How to update a git shallow clone?

Question

Welcome To Ask or Share your Answers For Others

How to update a git shallow clone?

asked Oct 17, 2021 in Technique[技术] by 深蓝 (71.8m points)

How to update a git shallow clone?

Background

(for tl;dr, see #questions below)

I have multiple git repository shallow clones. I'm using shallow clones because it's a lot smaller compared to a deep clone. Each is cloned doing about git clone --single-branch --depth 1 <git-repo-url> <dir-name>.

This works fine, except I don't see how to update it.

When I'm cloning by a tag, update is not meaningful, as a tag is frozen point in time (as I understand it). In this case, if I want to update, this means I want to clone by another tag, so I just rm -rf <dir-name> and clone again.

Things get more complicated when I’ve cloned the HEAD of a master branch then later want to update it.

I tried git pull --depth 1 but although I'm not to push anything to the remote repository, it complains it don’t know who I am.

I tried git fetch --depth 1, but although it seems to update something, I checked it is not up to date (some files on the remote repository have a different content than the ones on my clone).

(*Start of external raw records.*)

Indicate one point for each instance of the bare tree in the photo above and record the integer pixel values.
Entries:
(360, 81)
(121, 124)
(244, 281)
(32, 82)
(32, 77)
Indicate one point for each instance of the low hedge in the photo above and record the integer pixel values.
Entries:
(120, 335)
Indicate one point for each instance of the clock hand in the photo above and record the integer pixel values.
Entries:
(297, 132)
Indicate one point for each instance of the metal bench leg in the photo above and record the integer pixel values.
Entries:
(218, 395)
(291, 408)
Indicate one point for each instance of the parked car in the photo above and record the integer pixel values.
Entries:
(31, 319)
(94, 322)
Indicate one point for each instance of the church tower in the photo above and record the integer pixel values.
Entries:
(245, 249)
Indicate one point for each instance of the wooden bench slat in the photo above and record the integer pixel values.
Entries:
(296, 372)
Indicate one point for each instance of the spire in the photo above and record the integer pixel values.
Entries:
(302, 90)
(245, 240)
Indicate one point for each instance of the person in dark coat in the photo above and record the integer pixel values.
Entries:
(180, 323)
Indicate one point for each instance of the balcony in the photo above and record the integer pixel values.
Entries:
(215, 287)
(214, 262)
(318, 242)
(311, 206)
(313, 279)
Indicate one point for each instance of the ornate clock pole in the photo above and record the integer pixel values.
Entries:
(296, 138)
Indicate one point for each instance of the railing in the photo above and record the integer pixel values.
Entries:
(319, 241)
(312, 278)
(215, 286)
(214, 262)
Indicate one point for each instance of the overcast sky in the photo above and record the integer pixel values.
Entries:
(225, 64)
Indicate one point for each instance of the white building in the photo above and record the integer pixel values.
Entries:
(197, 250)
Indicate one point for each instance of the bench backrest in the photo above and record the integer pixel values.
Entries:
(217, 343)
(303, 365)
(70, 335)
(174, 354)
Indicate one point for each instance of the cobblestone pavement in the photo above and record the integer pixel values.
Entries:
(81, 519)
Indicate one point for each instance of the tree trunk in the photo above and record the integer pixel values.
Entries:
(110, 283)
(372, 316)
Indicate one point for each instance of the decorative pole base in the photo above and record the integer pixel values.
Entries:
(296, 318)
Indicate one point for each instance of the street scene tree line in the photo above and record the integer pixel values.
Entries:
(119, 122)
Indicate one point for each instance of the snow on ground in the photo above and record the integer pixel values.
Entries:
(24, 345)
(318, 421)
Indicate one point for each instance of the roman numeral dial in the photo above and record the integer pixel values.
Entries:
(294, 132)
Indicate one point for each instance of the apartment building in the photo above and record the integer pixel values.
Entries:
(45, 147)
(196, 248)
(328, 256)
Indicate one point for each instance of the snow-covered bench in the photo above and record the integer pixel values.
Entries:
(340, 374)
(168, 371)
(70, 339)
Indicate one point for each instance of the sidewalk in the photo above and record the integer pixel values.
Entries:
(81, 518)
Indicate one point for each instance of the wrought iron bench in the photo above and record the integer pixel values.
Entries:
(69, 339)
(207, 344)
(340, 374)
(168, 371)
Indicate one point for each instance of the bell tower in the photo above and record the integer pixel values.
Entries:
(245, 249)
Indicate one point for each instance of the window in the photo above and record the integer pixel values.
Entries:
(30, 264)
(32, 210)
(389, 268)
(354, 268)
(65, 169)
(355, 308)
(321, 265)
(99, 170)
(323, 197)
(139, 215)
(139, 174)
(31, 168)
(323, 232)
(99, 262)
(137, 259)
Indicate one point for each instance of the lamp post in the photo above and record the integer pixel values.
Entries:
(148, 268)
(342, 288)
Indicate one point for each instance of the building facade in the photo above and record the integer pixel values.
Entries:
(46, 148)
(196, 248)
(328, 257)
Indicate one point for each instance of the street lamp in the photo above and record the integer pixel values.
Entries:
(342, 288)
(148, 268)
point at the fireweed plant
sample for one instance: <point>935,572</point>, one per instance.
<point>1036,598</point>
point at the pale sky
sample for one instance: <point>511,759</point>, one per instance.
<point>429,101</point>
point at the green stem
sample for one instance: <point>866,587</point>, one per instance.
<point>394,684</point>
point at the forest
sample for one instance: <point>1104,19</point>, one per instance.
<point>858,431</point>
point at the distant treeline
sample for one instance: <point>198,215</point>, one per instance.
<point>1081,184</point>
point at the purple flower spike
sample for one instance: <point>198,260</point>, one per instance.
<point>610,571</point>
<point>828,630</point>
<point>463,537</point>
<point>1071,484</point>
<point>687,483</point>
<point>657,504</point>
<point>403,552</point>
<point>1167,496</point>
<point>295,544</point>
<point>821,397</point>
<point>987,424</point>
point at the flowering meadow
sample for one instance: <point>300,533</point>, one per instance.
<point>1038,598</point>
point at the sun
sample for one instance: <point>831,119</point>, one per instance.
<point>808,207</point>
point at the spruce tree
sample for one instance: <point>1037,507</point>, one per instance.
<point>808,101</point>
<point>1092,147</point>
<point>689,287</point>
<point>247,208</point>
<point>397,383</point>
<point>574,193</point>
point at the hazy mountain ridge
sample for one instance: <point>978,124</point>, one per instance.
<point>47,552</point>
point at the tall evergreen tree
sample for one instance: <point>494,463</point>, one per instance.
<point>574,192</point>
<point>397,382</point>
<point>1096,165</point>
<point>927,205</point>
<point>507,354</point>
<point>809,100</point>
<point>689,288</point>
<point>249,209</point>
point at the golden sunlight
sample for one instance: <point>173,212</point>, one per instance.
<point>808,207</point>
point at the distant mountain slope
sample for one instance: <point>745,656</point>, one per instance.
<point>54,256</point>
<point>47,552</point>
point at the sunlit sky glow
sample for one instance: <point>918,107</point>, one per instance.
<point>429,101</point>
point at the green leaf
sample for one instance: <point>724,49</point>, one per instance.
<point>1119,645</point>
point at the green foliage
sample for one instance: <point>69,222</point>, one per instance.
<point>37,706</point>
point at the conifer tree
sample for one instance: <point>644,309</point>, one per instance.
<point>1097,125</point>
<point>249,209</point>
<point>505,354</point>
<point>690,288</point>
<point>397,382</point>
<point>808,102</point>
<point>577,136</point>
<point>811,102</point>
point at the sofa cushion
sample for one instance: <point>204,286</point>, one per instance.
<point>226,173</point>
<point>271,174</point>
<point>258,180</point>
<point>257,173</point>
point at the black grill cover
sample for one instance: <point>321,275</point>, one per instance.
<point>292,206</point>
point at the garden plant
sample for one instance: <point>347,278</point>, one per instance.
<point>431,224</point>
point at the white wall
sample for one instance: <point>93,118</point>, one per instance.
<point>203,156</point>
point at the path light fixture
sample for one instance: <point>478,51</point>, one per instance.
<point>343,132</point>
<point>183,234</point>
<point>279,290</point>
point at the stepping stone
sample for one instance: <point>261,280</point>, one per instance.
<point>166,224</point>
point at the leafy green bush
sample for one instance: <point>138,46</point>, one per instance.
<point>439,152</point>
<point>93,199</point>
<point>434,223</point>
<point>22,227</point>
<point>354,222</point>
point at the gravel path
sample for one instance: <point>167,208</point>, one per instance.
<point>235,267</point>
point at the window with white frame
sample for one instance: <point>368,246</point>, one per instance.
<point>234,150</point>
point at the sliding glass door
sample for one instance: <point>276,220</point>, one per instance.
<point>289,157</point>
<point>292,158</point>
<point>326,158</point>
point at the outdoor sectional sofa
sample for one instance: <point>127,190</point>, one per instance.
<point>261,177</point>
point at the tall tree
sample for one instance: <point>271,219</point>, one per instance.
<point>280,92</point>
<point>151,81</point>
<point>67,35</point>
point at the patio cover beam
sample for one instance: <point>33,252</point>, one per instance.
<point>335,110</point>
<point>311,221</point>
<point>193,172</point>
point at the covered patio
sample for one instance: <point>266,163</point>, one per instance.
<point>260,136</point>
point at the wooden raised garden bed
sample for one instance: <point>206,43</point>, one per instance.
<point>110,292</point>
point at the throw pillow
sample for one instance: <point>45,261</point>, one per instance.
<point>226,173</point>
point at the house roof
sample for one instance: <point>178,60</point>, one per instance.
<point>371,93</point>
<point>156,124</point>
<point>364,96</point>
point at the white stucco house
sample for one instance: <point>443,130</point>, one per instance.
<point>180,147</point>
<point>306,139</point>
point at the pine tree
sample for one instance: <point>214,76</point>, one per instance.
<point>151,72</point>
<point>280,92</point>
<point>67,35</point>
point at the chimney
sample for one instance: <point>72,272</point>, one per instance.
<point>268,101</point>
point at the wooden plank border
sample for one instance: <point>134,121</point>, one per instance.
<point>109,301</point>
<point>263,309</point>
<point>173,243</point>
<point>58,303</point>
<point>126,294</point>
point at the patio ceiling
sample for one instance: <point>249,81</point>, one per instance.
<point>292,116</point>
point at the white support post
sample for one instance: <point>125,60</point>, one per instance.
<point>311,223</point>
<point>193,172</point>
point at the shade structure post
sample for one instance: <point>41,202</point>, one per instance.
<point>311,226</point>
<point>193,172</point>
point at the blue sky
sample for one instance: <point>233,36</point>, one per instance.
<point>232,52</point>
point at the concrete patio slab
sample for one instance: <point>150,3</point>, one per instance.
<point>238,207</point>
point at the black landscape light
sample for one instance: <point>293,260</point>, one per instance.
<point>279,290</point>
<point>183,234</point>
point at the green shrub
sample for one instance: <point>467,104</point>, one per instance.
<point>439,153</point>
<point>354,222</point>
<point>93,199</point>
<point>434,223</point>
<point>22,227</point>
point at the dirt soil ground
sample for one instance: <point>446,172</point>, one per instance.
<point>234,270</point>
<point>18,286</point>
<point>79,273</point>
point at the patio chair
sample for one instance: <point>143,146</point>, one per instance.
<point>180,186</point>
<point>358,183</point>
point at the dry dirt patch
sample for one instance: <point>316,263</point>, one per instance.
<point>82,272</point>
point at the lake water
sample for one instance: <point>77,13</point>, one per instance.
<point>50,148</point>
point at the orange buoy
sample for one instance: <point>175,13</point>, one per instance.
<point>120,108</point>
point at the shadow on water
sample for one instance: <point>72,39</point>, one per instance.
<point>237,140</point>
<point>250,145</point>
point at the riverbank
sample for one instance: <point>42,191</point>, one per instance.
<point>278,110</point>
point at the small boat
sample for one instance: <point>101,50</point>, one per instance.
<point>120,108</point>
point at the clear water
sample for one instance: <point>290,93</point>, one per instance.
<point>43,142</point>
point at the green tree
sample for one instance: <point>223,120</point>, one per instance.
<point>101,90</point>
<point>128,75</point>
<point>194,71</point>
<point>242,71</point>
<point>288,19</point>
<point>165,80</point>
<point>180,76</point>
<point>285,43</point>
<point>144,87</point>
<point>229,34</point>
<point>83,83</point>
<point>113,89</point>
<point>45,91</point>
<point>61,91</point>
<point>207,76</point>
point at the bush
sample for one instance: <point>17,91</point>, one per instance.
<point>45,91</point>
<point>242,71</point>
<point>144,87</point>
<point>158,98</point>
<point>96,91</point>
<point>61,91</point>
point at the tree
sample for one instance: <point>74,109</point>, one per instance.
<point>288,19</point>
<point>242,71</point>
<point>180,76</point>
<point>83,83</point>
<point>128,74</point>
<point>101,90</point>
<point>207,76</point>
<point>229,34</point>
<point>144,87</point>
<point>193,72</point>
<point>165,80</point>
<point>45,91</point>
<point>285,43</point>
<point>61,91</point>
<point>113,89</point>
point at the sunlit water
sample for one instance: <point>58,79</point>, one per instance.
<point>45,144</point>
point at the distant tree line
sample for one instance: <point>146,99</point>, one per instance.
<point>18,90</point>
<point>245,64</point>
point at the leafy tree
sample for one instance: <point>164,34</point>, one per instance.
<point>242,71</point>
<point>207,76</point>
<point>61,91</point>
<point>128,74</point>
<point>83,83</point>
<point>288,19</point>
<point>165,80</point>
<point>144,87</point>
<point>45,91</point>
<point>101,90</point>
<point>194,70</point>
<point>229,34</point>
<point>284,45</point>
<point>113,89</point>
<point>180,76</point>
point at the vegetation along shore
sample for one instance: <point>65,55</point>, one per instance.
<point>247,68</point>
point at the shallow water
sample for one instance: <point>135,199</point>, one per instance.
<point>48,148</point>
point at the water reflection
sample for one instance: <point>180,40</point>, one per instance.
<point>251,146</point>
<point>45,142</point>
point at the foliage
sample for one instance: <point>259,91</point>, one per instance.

After https://stackoverflow.com/a/20508591/279335 , I tried git fetch --depth 1; git reset --hard origin/master, but two things: first I don't understand why git reset is needed, second, although the files seems to be up to date, some old files remains, and git clean -df does not delete these files.

Questions

Let a clone created with git clone --single-branch --depth 1 <git-repo-url> <dir-name>. How to update it to achieve the same result as rm -rf <dir-name>; git clone --single-branch --depth 1 <git-repo-url> <dir-name>? Or is rm -rf <dir-name> and clone again the only way?

Note

This is not a duplicate of How to update a shallow cloned submodule without increasing main repo size , as the answer does not fulfil my expectations and I'm using simple repositories, not sub?modules (which I don't know about).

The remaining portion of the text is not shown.